Winter is coming. Headlines of 169 public schools closing again in New York City hotspots as well as 298 K-12 schools closing in Petaling Jaya, Malaysia have been this week’s education highlights. With the COVID-19 pandemic still raging on towards the end of 2020, everyone’s fears have become a solidified reality. For parents and teachers, education and the accessibility of education is at the forefront of worrisome realities. As we deal with this new reality of online education, we cannot avoid the risks in lack of student engagement as well as understanding of material. Focus has shifted from worries of kids barging in the middle of a conference call to more long-term worries about how kids can effectively learn when there’s no tracking of engagement for these remote “Zoom classes”.

With schools closing due to recent spikes in coronavirus globally, education bureaus and officials face hard choices in closing down schools or keeping them open for the sake of crucial in-person education. However, there are some subjects that traditionally really require in-person teaching for effective learning. Take computer science or programming classes for example, teachers have to consistently swap screens between a PowerPoint deck and their code terminal to demonstrate abstract concepts. If the student’s internet bandwidth is low — chances are no one can clearly see what each line of code is through the quality of a Zoom lecture. Then you have lab time where, in normal pre-COVID circumstances, a TA would walk around helping individual students fixing their code line-by-line with specific focus on syntax-level details. All of this makes computer science classes a lot harder to teach under these remote conditions. We here at Coding Rooms have been working hard to solve programming instructor and student woes during this time. We hope to provide a seamless platform for instructors not only effectively teach in real-time, but to also track insightful student engagement metrics.

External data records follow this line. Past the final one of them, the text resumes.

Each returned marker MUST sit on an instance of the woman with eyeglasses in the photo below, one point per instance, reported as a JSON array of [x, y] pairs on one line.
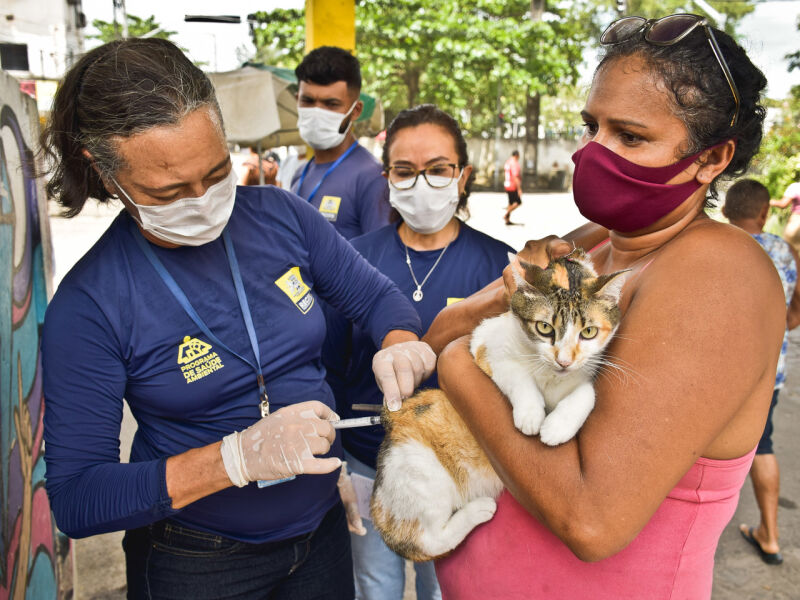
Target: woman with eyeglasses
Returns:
[[634, 505], [436, 260]]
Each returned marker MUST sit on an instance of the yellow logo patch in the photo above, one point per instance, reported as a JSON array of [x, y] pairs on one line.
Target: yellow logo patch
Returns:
[[293, 286], [329, 207], [197, 359]]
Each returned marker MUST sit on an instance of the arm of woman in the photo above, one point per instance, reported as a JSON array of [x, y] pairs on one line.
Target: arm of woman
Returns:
[[354, 287], [90, 491], [793, 313], [462, 317], [84, 382], [676, 396]]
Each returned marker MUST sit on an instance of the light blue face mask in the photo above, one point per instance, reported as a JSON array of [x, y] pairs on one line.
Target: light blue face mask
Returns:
[[426, 209], [189, 221]]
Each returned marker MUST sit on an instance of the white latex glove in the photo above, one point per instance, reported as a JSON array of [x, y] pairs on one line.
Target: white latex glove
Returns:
[[282, 444], [350, 501], [400, 368]]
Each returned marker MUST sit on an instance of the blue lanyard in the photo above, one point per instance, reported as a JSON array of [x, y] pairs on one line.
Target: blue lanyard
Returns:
[[173, 286], [328, 172]]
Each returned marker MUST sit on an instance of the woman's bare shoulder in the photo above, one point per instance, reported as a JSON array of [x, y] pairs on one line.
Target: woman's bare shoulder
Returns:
[[711, 249]]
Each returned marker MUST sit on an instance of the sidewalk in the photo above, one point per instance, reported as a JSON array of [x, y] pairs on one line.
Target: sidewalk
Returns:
[[739, 574]]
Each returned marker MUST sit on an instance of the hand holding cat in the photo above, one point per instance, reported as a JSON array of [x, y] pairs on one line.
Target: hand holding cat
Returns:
[[400, 368], [282, 444], [537, 252]]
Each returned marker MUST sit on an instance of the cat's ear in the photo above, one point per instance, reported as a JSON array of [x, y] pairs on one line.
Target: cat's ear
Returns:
[[610, 285], [516, 262], [580, 256]]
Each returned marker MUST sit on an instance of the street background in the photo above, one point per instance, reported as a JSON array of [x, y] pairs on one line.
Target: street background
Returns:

Despite technologies such as Zoom and Webex enabling remote teaching to happen, as an instructor, you really cannot see everyone’s faces or what they are doing all at the same time. There are no mechanisms to track how engaged your students really are. We have seen a lot of viral videos or social media posts in recent months of students doing all sorts of crazy things in the middle of a remote lecture such as cooking, working out, or even just watching TV. Although in the short-run this is funny, but it really illustrates a long-term issue with schools closing down again. Unsurprisingly, many colleges are stating that all classes taken this year would be pass-fail — however, this is only a short term solution for a much bigger issue of failing student engagement.

Coding Rooms is the world’s first online classrooms platform for teaching programming online. We really saw the issue of instructors who teach programming also have a limited capacity to track everything that goes on in the classroom. To effectively manage a lecture with demoing programming concepts in a terminal, while at the same time tracking student engagement sure sounds like a lot for one person to handle. Even in-person teaching would have at least a TA or two to help during class or lab time. Therefore, we enabled the ability to track student activity by keystrokes. The key difference in programming lessons compared to other classes is the fact that you really have to type code in your own style to answer class questions. If the instructor holds some key exercises during a class and see’s a student was last active 33mins ago — chances are he/she’s probably watching the NBA playoffs.

For all the reasons I’ve discussed, EdTech (education technology) have since become a booming industry due to the effects of COVID. As we continue to improve our platform, one of the key issues that I feel many EdTech companies are facing is still trying to resolve is the issue of tracking student engagement. There is a lot of room for research and development into what makes sense for both the teacher and the student. It is hard to analyze and extrapolate meaningful data when it comes to student engagement because we never really considered the environment where teachers can no longer see their students in the middle of teaching a lesson. Hence, there’s no reliable data to begin with. It really is back to the drawing board and collecting insightful data from our use-cases to continue improving our platform. Despite all the hardships and difficulties in teaching/learning remotely, this is a useful time for all people in the EdTech industry to revolutionize and improve the quality of online education like never before.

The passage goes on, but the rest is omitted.